Last week, Moses and I celebrated our 10th wedding anniversary. Ten years has the peculiar quality of seeming at once to be a really long time-as in, wow we've been married forever--and also a very short time--as in wow already?, that went fast. When we were preparing for marriage, we wrote letters to our future selves talking about what our expectations for marriage were and what we were feeling at the time. I confess that I was more than a little relieved to discover that we chose a crappy pen to write these letters and the ink has faded to illegibility. Thankfully we were better at choosing partners than choosing writing instruments. We were 24 when we got married. Last week we both had the same reaction when considering our 24-year-old selves: "24? What were thinking? We knew nothing, we were idiots, we had no idea what we were getting ourselves in for. We were still in school, for crying out loud. Our combined annual income was just over a tenth of what it is now. Did anybody try to warn us? Were we just not paying attention?" Thankfully our 24-year-old selves seemed to have stumbled into a pretty good life-I think that after 10 years we can officially count ourselves as in for the long haul.
I've been wanting to write something that reflects on ten years of marriage, what it means and what I've learned. On our eighth wedding anniversary, I posted our wedding vows and the ones that I would take had we written our own-after being married 8 years-and I hold true to those.
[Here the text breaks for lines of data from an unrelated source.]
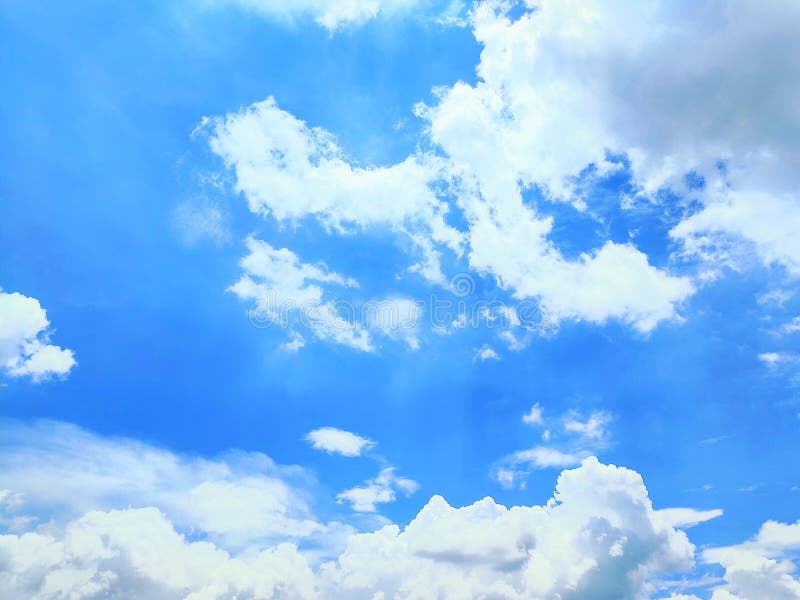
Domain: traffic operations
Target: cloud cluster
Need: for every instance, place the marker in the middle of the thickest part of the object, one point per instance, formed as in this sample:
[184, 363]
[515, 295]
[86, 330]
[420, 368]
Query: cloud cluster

Well, I try. I don't manage it everyday, but I think I get there more days than not.
It turns out that, for me, our 10th anniversary was not so much a time to reflect on the deeper truths of marriage, but simply a time to revel in the years we've had together, and that is difficult to express. Then, today, we had a virtual conversation (Moses is traveling, thus the text messages, not that we haven't been known to text message across the living room) that sums it up nicely:

M: Flight from NC to DC delayed
K: Sorry about your flight. Miss you already.
M: I love you. Equal parts teq (tequila), tripsec (triple sec), lime, sweeten to taste, add ice wait 1 min.

In case you missed it, that conversation was about how draining it is to deal with a 7-year-old chatter-box non-stop all day without someone to deflect the 7-year-old's attention. And Moses got it, and he made me laugh, and that's what's great about 10 years.